Procope, aedif. l. IV. c. IIIe a donné une description de la vallée de Tempé sans la nommer. Le Pénée, dit-il, a par-tout un cours fort doux et fort tranquille jusqu'à ce qu'il se décharge dans la mer. Les terres qu'il arrose sont très-fertiles, et produisent toutes sortes de fruits. Les habitants ne tiraient aucun avantage de cette abondance, à cause de l'appréhension continuelle où ils étaient d'être accablés par les ennemis, faute d'une place forte où ils pussent se mettre à couvert. Les murailles de Larisse et de Césarée étant presqu'entièrement tombées, Justinien les fit réparer, et rendit par ce moyen au pays son ancienne fertilité. Il s'élève tout proche, ajoute Procope, des montagnes escarpées et couvertes de forêts qui servirent autrefois de demeure aux centaures, et qui furent le champ de la bataille qu'ils donnèrent aux Lapithes, si nous en voulons croire la fable, qui parle d'une espèce d'animaux monstrueux, qui étaient moitié hommes et moitié bêtes.
A toutes ces descriptions, nous joindrons celle de Tite-Live, qui, peu touché des bois riants, des forêts d'une verdure charmante, des endroits délicieux et des agréables prairies, a tourné toute son attention vers les longues et hautes montagnes qui s'étendent à droite et à gauche, pour mieux décrire l'horreur qu'eut l'armée romaine, quand il lui fallut franchir ces montagnes.
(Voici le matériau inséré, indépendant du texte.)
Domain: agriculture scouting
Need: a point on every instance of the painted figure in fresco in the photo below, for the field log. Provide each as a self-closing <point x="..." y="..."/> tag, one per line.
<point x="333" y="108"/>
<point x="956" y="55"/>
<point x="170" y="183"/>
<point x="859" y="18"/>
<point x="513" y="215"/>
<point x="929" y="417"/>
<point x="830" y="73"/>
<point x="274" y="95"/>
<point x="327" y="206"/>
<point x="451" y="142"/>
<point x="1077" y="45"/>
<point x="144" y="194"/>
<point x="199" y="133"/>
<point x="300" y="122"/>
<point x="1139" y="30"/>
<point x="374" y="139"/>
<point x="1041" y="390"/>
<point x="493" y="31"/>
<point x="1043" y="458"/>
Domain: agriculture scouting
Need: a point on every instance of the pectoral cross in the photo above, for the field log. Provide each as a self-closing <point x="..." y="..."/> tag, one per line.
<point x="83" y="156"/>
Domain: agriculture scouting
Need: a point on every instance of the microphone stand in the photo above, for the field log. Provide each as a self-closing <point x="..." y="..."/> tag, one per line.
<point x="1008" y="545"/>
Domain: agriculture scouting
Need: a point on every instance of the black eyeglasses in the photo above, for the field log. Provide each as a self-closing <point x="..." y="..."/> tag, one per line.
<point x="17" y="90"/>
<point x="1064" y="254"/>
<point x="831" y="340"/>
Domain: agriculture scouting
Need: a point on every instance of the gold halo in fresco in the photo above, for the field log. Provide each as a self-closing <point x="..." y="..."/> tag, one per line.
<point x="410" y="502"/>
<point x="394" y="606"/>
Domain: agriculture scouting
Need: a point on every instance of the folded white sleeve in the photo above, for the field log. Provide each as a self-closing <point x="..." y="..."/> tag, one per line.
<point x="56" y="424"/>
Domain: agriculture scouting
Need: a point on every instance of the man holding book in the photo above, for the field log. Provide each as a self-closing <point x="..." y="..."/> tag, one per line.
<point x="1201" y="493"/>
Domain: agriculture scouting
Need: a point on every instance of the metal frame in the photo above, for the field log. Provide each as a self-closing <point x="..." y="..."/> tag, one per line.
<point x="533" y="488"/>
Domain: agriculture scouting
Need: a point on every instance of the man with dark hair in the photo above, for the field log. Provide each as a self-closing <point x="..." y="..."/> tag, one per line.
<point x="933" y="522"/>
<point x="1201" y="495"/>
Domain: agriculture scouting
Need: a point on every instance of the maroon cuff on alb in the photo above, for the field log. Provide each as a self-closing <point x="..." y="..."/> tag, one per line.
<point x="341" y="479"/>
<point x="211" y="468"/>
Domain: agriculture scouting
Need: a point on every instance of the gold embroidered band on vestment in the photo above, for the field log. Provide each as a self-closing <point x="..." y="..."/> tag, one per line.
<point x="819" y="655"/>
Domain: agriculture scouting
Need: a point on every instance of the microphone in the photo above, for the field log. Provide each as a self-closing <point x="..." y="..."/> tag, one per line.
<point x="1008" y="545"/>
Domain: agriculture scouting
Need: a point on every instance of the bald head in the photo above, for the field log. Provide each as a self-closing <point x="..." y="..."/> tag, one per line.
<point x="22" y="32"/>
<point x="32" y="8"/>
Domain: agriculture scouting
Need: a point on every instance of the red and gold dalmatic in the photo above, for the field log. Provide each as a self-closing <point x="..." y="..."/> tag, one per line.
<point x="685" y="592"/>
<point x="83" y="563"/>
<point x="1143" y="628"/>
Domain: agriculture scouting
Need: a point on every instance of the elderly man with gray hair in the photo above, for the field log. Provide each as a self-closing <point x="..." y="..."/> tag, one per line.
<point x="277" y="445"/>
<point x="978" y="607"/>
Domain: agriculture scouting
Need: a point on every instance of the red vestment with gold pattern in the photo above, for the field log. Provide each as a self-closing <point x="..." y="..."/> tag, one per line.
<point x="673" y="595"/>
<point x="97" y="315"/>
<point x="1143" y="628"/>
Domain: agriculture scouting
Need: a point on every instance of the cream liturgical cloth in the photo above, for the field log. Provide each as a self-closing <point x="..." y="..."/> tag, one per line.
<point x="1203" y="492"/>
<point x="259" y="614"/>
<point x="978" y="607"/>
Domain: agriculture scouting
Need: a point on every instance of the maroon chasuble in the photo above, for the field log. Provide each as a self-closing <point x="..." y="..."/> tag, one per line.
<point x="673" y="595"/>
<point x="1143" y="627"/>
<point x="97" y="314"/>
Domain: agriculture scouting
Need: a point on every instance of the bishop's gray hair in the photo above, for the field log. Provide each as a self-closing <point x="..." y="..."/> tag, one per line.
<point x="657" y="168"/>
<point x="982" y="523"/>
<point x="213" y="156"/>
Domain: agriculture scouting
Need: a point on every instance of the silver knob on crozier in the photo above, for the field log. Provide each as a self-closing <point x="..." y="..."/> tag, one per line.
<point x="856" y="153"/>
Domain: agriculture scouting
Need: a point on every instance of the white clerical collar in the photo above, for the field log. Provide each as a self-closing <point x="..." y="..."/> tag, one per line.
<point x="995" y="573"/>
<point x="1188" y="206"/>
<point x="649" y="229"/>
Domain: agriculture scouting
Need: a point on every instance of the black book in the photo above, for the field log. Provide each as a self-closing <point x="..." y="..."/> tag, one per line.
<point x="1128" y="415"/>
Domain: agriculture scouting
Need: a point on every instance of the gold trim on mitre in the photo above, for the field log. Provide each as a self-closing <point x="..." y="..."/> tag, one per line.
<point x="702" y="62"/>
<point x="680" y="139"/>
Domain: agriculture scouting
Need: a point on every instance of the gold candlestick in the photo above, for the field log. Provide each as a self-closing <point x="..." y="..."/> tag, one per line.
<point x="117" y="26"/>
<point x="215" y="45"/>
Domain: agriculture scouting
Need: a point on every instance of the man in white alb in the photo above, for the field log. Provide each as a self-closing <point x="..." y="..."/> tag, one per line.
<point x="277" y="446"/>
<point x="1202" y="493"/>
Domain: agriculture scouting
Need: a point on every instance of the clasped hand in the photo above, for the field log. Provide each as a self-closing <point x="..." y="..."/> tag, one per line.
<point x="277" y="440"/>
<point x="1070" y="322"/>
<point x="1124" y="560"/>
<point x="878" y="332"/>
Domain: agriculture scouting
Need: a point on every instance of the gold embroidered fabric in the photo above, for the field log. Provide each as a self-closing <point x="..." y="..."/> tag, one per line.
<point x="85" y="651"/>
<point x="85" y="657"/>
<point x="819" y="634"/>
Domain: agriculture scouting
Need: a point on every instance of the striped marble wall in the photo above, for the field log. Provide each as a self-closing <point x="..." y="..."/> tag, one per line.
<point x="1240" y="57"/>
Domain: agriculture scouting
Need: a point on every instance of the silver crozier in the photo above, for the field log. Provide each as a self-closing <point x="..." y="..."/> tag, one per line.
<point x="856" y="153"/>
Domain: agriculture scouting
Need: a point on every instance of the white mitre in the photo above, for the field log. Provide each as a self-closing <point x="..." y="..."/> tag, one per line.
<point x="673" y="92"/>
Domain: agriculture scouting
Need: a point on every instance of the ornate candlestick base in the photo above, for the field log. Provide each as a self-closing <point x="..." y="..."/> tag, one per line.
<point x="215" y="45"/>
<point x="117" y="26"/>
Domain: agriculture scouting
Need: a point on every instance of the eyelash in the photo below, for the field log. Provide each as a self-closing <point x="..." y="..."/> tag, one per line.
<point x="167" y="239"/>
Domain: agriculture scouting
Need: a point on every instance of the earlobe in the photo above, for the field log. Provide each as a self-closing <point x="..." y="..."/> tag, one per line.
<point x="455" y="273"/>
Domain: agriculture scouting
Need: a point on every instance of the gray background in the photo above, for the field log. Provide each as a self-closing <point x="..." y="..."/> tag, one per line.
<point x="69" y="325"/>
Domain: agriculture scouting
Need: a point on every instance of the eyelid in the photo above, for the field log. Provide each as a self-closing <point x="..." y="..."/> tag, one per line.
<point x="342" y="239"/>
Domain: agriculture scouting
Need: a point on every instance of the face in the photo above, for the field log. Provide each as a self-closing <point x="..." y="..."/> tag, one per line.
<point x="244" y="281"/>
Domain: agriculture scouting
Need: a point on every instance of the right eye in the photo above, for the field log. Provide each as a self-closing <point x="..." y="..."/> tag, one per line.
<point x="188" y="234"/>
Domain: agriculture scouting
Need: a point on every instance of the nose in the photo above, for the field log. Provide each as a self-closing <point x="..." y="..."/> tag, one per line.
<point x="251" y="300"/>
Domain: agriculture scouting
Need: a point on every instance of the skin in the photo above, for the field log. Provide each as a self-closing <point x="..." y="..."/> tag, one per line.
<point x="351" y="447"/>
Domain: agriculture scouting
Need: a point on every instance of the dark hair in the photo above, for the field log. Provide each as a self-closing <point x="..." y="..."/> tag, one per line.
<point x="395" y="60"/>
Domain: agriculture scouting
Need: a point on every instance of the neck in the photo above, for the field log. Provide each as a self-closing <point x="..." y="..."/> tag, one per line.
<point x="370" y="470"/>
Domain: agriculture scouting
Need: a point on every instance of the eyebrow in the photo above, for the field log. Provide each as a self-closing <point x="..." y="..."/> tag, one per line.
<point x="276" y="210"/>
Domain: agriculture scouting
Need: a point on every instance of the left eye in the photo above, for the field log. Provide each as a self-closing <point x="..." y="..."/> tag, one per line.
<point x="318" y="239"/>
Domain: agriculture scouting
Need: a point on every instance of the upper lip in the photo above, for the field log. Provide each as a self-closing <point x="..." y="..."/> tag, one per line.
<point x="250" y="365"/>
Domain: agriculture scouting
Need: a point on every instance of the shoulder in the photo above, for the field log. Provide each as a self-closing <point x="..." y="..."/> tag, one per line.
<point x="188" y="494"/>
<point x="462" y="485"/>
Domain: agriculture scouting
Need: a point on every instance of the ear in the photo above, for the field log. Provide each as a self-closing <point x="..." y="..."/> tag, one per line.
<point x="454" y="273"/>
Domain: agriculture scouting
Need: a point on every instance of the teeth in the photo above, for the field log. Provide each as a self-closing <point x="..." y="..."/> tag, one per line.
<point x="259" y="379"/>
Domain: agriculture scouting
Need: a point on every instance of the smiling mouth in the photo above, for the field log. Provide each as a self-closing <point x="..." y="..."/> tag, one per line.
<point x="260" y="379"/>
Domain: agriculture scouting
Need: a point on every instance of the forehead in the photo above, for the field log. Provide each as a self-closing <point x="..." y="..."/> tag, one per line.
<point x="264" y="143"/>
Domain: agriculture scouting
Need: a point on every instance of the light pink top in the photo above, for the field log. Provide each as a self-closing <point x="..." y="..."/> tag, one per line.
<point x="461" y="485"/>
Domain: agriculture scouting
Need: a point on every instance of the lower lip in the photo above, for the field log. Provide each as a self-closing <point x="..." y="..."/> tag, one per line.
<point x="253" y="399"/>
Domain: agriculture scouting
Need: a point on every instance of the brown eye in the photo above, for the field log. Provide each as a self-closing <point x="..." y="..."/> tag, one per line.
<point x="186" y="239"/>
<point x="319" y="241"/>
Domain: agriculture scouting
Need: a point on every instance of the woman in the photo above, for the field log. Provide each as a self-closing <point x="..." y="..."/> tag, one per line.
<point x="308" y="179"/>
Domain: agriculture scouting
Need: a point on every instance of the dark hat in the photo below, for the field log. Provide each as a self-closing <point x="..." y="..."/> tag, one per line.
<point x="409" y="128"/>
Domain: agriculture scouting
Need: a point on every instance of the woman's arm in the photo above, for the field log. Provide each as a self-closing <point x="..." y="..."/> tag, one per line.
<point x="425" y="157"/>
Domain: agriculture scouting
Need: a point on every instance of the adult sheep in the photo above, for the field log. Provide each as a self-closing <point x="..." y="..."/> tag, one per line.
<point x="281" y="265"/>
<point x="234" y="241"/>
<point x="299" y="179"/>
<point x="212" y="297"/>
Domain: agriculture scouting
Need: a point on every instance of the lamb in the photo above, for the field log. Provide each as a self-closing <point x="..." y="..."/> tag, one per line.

Ce qu'on appelle Tempé, dit-il, est un bois qui, quoiqu'il ne soit pas dangereux pour une armée, est difficîle à passer : car outre des défilés de cinq milles de longueur, où il n'y a de passage libre que pour un cheval chargé, les rochers sont tellement escarpés de côté et d'autre, qu'on ne peut guère regarder en-bas sans que les yeux soient frappés, et sans se sentir saisi d'horreur. On est effrayé aussi du bruit que fait le Pénée, et de la profondeur de la vallée où il coule.
Mais si la topographie des lieux est pour Tite-Live, les poètes sont pour moi, dans l'idée ravissante que j'ai prise de Tempé en les lisant. Ils m'en font des descriptions qui disputent du prix de la beauté avec le lieu qu'ils dépeignent. D'ailleurs Tempé a passé en proverbe pour un endroit délicieux ; et ses vallons représentent toutes les autres vallées du monde, les plus agréablement coupées par des ruisseaux, les mieux tapissées de verdure, les plus ombragées de toutes sortes d'arbres et d'arbustes, et telles enfin que les oiseaux ne cessent d'en célébrer les charmes. En un mot, Tite-Live m'attriste, la fable m'égaie et m'enchante, je m'en rapporte donc à la fable pour mon amusement. (D.J.)